Obsession and Story
There's No Doubt: Wuthering Heights Persists. But Why?
I am sure I read Wuthering Heights. Maybe I was in high school. Probably not in college - I was a Math major. No reading lists there. I’m absolutely sure, though, that I got acquainted with—in some younger-me, innocent way—the characters of Cathy and Heathcliff.
Especially Heathcliff.
And while I don’t remember the specifics, I remember the feeling. It’s a chemical reaction, but one our minds eagerly welcome and accept. That whole wandering the moors in a dejected state thing. I’ve felt something like it a couple times, and while it’s rare enough that I don’t usually get too concerned about it, let’s face it: that feeling of strongly wanting to put something on an unending repeat loop can be worrisome. I mean, how many times can you listen to that one Bruce Springsteen song when you’re twenty years old? I’m sure I far surpassed the acceptable number of times I listened to Jungleland.
Why was I so obsessed?
Well, Jungleland is a pretty complex story: a story that takes nearly ten minutes of playing time to tell (which was quite unusual for the song’s era/genre). It’s highly imaginative. Realistic people inhabit it, and it whisks us away somewhere we must want to go to, as often as possible, to relive the tense fear, the hopelessness of those dark, after-the-bars-closed streets of a New Jersey shore town. I’ve wandered those streets, and remember them well. In other words, the feeling that the obsession triggers is persistent. It lies dormant in our memories, and the obsession reignites it. Every encounter feels like the first time.
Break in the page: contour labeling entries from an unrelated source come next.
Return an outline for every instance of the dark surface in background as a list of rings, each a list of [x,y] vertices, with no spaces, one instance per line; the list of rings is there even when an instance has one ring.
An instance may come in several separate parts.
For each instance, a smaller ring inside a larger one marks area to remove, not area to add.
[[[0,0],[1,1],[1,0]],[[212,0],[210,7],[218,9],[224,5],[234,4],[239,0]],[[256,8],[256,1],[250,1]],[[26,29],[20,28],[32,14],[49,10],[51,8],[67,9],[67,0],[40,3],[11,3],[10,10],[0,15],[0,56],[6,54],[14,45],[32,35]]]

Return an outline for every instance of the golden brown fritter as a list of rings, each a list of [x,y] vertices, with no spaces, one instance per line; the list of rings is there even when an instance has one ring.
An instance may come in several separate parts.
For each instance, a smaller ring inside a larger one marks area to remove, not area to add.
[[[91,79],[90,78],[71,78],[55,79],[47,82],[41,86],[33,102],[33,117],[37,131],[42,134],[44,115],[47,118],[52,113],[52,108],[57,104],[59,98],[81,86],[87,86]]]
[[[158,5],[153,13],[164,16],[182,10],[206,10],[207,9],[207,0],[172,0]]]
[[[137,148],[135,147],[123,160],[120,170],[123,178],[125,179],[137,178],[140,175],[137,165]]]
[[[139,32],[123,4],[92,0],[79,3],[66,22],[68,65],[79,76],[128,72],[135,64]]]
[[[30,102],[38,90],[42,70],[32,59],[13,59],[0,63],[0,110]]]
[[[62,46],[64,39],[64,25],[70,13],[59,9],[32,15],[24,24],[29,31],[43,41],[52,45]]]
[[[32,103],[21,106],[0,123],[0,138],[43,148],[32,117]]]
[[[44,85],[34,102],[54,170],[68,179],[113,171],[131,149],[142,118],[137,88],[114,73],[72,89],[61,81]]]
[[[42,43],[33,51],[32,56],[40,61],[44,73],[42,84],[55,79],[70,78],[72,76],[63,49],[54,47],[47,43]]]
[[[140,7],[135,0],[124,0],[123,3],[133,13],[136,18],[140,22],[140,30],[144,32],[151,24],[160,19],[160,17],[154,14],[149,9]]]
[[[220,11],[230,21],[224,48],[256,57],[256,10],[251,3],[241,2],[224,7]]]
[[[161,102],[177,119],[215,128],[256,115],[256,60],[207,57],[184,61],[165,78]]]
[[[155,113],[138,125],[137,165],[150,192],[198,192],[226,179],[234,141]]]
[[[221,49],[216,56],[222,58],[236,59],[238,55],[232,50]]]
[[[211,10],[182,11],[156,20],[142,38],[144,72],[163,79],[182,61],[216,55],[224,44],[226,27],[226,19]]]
But why do some stories, like Wuthering Heights, continue to trigger strong feelings, so many years after they were first written? What do some stories contain that lifts them, gives them life, causing us to crave them, over and over again?
Why do they persist?
I think some stories stay with us our whole lives. We feel at once lonely and connected, abandoned and united… when a story hits our hearts and worms its way into our minds. Stories that create obsession connect us to a world we don’t inhabit in the first-person, but they get us as close as possible without swallowing us up. It’s a mild form of insanity, to be sure. And it can turn bad. The thing to know is: we might think obsession controls us, but perhaps obsession is the very thing we totally control in our lives. We make the rules, we set the parameters.
Don’t we?
Wuthering Heights is, itself, a story about obsession. And Heathcliff isn’t real. But those moors—wet, wild, tortured—they are, indeed, real. How many of us will get the chance to go there? And aren’t we all just a little jealous that he gets to wander them so beautifully?
Stories are the physical manifestations of our own limitless imagination. When the waves crash onto the craggy beach, whether we’re mentally visiting the Jersey shore or the Yorkshire moors, we dance without leaving our armchairs, and Heathcliff is no longer alone. He has us.